N.B. Alexander, L.C. Brown, G.E. Besenbruch
General Atomics, P.O. Box 85608, San Diego, California 92186-5608, USA
Neil.Alexander
gat.com
Lloyd.Browngat.com
Gottfried.Besenbruchgat.com
Fueling of IFE power plants requires not only the production and assembly of the target components, but filling the target capsules with DT and layering the DT into a highly uniform layer onto the inner wall of the capsules. Approximately 500,000 targets per day will need to be layered with DT. The use of a cryogenic fluidized bed is proposed as a technique for achieving target layering at this high rate. Bed fluidization is a volume scaleable technique. Capsule movement and tumbling in the agitated bed averages out thermal fluctuations on the surface of the capsule. In a time averaged sense, the bed provides the capsules with the highly uniform surface temperature required to produce a highly uniform DT layer in the beta-layering process. Microwaves or IR can also be injected into the fluidized bed to augment the beta-decay heat naturally generated in the DT. This speeds up layering and reduces the size of the required bed. The bed agitation also serves to provide time average uniformity of the heating provided by these augmenting heat sources. This reduces the need to inject the IR or microwaves in a uniform manner. Initial calculations of bed parameters will be presented. Concepts for integrating the bed into the target production and injection assembly line will also be presented.

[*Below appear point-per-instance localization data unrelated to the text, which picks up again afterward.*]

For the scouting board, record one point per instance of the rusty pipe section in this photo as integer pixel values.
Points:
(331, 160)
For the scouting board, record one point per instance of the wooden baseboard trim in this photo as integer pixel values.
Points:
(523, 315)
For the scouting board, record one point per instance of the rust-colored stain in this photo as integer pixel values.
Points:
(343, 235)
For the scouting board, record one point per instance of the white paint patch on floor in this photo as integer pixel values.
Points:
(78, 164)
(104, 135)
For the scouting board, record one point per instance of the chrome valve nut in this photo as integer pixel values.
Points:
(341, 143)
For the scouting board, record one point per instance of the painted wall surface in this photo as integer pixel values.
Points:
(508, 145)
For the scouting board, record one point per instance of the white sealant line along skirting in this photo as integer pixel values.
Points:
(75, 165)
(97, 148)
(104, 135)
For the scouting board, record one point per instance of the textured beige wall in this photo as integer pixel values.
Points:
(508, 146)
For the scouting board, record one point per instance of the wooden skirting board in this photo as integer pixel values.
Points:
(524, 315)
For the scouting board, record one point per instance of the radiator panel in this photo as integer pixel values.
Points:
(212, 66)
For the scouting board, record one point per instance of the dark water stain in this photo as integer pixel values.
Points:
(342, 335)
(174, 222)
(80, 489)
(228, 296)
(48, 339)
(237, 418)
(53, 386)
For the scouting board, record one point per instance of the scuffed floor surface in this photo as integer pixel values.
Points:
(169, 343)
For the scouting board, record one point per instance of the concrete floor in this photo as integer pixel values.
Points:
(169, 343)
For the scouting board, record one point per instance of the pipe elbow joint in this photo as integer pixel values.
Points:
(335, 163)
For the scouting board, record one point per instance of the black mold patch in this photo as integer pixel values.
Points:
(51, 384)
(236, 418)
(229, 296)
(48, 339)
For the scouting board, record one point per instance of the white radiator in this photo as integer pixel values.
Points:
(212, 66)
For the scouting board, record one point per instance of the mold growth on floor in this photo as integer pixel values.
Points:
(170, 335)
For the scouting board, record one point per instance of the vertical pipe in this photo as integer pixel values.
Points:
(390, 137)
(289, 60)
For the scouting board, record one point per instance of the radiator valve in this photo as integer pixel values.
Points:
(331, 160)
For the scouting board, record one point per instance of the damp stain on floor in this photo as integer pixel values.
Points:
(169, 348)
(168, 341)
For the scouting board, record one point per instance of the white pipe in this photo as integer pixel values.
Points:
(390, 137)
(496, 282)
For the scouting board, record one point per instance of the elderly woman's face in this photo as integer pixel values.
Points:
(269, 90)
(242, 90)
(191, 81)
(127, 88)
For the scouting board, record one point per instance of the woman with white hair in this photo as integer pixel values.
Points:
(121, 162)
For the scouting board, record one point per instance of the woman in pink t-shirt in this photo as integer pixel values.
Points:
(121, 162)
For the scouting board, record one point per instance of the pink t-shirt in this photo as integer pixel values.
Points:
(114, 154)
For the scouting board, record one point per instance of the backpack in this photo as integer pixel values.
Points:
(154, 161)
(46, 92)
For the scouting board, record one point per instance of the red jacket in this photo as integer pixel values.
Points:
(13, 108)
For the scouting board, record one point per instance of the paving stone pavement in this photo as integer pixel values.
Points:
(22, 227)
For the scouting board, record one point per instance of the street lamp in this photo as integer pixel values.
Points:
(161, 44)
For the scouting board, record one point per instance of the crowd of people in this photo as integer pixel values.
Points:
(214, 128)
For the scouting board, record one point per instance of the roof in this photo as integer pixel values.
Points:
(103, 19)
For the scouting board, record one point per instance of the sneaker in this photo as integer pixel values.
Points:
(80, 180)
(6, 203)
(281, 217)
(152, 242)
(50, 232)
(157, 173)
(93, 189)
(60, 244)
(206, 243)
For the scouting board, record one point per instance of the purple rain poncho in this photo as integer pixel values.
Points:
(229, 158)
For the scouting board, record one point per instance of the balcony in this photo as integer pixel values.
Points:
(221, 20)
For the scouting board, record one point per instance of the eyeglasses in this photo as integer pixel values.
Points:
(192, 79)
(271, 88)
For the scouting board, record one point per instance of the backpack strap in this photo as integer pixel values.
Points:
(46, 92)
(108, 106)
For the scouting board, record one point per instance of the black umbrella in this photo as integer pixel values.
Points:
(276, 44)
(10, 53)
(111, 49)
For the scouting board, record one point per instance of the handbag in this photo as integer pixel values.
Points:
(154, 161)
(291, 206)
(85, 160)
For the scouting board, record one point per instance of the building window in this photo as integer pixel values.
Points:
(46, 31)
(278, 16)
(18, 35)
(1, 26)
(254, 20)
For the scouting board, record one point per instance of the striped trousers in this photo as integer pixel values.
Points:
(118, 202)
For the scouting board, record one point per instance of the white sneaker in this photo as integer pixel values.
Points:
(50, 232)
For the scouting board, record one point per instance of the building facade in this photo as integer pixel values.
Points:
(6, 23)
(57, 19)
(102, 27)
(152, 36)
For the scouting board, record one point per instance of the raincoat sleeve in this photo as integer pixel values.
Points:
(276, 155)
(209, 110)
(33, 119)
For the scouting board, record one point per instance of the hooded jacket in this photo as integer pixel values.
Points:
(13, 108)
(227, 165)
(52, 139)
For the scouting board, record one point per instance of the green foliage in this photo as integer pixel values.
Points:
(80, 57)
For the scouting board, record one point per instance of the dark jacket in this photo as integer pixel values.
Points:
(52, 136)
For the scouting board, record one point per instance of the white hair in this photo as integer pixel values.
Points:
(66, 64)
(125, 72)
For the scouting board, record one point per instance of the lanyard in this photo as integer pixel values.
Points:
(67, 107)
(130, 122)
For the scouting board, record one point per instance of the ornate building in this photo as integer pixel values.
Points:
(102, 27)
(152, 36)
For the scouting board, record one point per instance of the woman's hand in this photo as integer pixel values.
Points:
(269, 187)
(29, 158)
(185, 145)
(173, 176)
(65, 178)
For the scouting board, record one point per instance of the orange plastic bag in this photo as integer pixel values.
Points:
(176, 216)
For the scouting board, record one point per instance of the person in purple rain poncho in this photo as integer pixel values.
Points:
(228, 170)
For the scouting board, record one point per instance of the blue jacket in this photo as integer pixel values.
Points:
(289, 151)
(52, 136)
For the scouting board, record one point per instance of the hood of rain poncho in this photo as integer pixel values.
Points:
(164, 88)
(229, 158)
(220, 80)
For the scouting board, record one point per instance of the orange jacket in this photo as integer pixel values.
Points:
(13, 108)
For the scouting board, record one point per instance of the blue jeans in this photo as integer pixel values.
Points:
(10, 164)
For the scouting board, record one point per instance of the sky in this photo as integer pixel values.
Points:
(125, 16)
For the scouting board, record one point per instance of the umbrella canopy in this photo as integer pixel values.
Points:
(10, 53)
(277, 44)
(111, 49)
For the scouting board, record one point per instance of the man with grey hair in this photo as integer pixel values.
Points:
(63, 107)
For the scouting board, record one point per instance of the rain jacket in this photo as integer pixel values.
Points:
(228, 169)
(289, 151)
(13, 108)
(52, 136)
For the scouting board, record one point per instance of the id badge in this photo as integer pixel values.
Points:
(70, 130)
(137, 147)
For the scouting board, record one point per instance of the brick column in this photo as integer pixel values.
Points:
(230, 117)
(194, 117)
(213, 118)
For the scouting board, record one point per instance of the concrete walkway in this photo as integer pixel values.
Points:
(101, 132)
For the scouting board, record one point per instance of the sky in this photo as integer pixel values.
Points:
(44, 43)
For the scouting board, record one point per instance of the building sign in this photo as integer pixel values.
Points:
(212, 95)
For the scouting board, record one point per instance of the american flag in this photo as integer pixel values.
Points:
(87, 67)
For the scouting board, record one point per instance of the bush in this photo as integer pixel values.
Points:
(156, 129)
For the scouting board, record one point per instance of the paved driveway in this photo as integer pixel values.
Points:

Initial experiments on layering in fluidized beds were conducted. Surrogates for DT fuel were utilized. Surrogates were chosen to be solid at room temperature and sublime with modest vapor pressures at temperatures below 100°C. This allowed a quick proof of principle demonstration of fluidized bed layering with simple equipment. It also allowed the use of room temperature characterization equipment on the final product. An IR lamp provided a source of volumetric heat generation into the surrogate material so that they could undergo a pseudo beta-layering process. Capsules were levitated in nitrogen gas. Layers were successfully formed in batches of capsules using both oxalic acid and neopentyl alcohol as surrogates. The equipment and results will be described.